For individual engineers trying to build the audit muscle independently, the tools that have been most useful on my team: Sourcegraph for navigating large codebases and tracing where a specific function or pattern is used across the entire repository which is invaluable for discovering the coupling patterns described above. CodeClimate for tracking maintainability trends over time rather than point-in-time snapshots, which is the only way to see whether your codebase is getting harder or easier to change as a trend. GitHub’s code scanning (powered by CodeQL) for the security debt specifically like it catches a meaningful fraction of the vulnerability patterns that AI-generated code tends to introduce without ceremony.

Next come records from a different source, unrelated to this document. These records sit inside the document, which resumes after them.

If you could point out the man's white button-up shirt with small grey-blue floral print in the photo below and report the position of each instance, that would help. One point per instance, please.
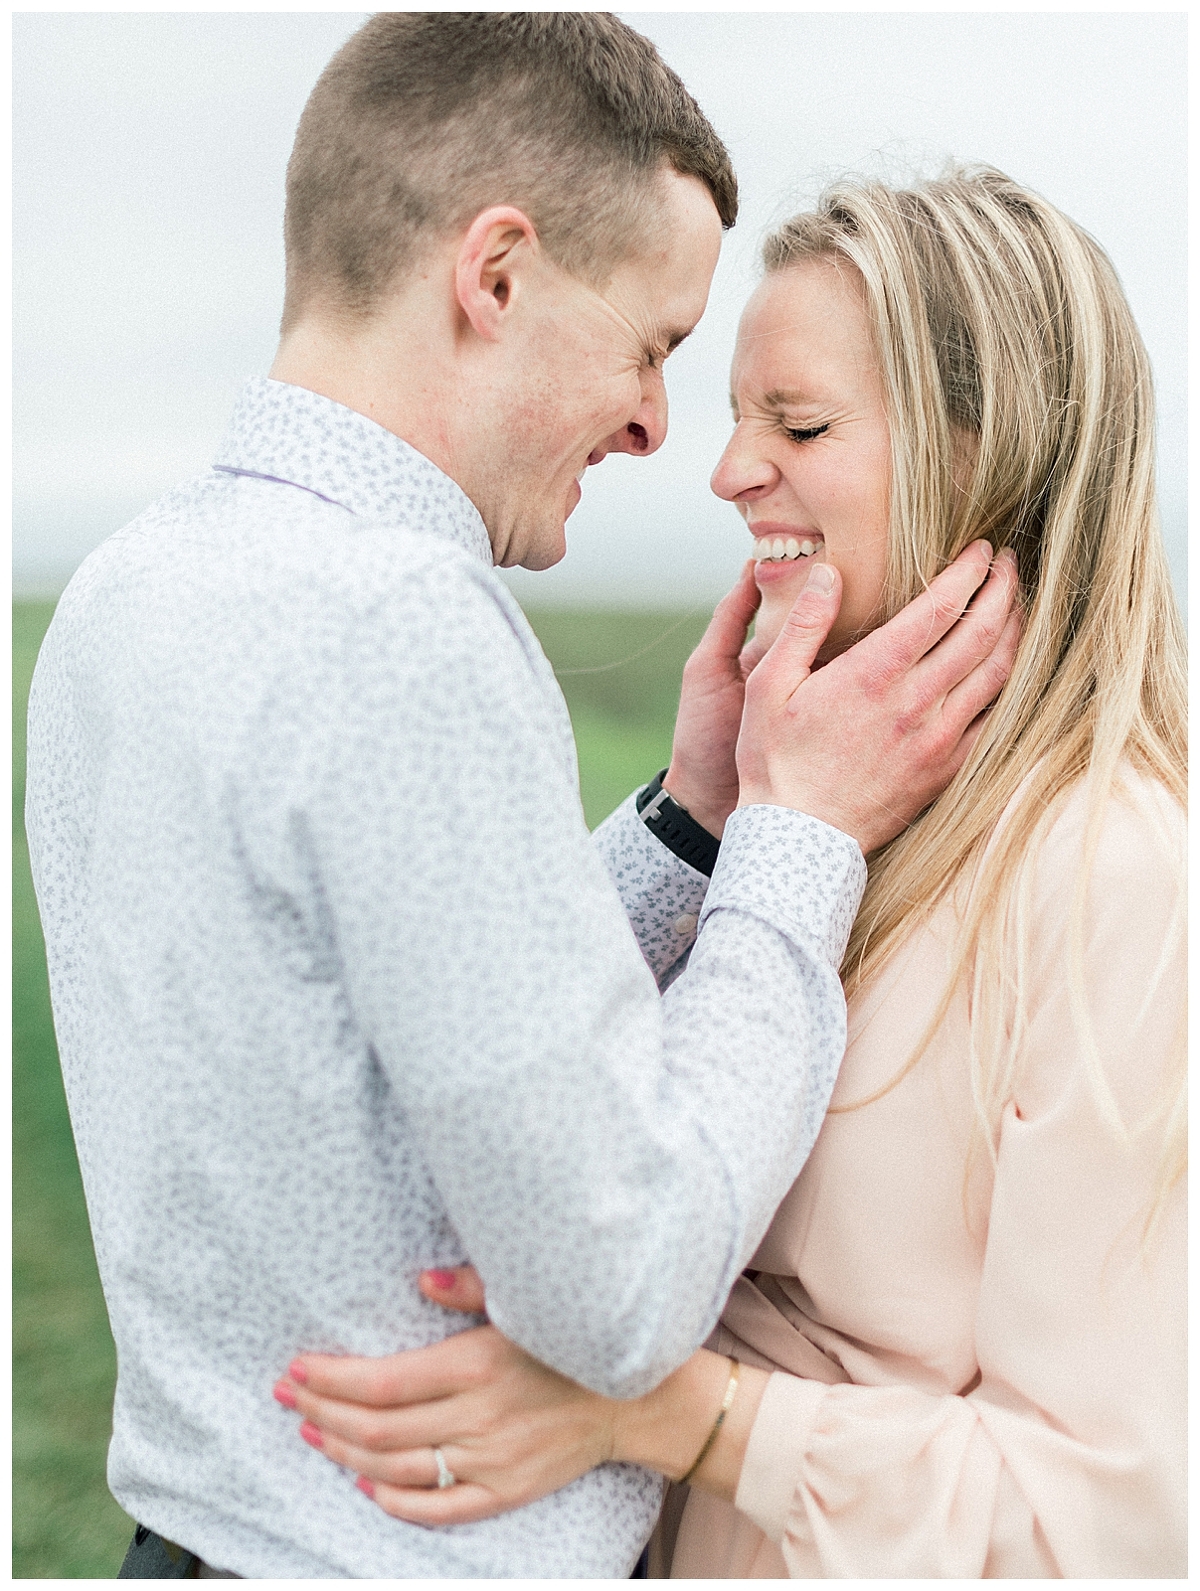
(345, 990)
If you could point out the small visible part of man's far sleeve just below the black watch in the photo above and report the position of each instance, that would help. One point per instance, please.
(660, 892)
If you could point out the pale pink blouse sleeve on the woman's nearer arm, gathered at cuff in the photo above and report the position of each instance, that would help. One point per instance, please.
(1069, 1458)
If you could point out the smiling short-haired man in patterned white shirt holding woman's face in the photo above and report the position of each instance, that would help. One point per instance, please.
(343, 987)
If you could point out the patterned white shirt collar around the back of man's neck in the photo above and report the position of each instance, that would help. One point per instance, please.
(298, 438)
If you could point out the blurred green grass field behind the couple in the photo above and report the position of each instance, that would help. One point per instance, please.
(64, 1520)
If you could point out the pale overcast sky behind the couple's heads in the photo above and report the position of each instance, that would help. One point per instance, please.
(149, 196)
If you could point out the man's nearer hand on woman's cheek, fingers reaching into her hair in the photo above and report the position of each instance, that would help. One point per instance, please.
(873, 737)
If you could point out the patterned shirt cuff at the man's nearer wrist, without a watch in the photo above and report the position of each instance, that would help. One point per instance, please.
(793, 873)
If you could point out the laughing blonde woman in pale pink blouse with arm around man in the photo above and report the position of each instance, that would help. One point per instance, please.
(962, 1342)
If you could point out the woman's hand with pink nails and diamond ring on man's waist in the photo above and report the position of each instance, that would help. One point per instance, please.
(510, 1428)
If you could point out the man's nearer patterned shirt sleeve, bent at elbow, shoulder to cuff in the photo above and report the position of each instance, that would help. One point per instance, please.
(609, 1159)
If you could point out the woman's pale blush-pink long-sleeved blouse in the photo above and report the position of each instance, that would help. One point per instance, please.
(983, 1369)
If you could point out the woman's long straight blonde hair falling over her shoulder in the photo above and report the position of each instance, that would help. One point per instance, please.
(1021, 408)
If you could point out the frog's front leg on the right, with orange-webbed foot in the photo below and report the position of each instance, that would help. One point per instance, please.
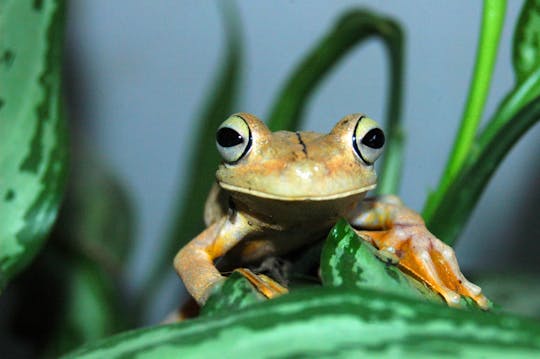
(400, 232)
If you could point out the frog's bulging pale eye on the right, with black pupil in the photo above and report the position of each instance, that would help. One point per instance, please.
(368, 140)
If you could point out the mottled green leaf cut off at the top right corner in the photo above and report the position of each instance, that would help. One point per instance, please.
(526, 49)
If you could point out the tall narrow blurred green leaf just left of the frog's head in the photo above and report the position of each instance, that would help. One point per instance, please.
(187, 218)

One practical note for anyone who is currently job searching or keeping themselves interview-ready alongside this kind of team-level work: the skills this audit required is reading unfamiliar code critically, tracing dependencies, identifying coupling and are the exact skills companies are now testing in technical interviews. The interview bar has shifted away from pure algorithmic output toward code review and architectural judgment, and understanding what a specific company tests in their current loops matters for how you allocate prep time. For that calibration, a combination of recent Glassdoor interview reports, Blind threads from the past six months, and PracHub () is the most efficient way to understand whether a company is running algorithmic rounds, code review rounds, or a mix without wasting weeks preparing for the wrong format.
The honest version
The velocity numbers were real. We shipped more features in twelve months than we had in any comparable period. The product is better for it. Some of the AI-generated code is excellent and will be in the codebase for years with no problems.
But the maintainability cliff is also real, and it arrived on a timeline that caught us off guard. The new hire’s observation that the codebase was hard to reason about despite being syntactically clean and is the most precise description of AI-generated technical debt I have encountered. It looks fine. It reads fine. It passes review. And then you try to change something and you discover that the system as a whole has properties that none of the individual pieces would suggest.
The teams that are going to do this well are the ones that treat AI coding tools the way senior engineers already treat junior engineers: with trust, with expectation, and with the judgment to know when to override the output. The tools are excellent at what they do. What they do is not the full job.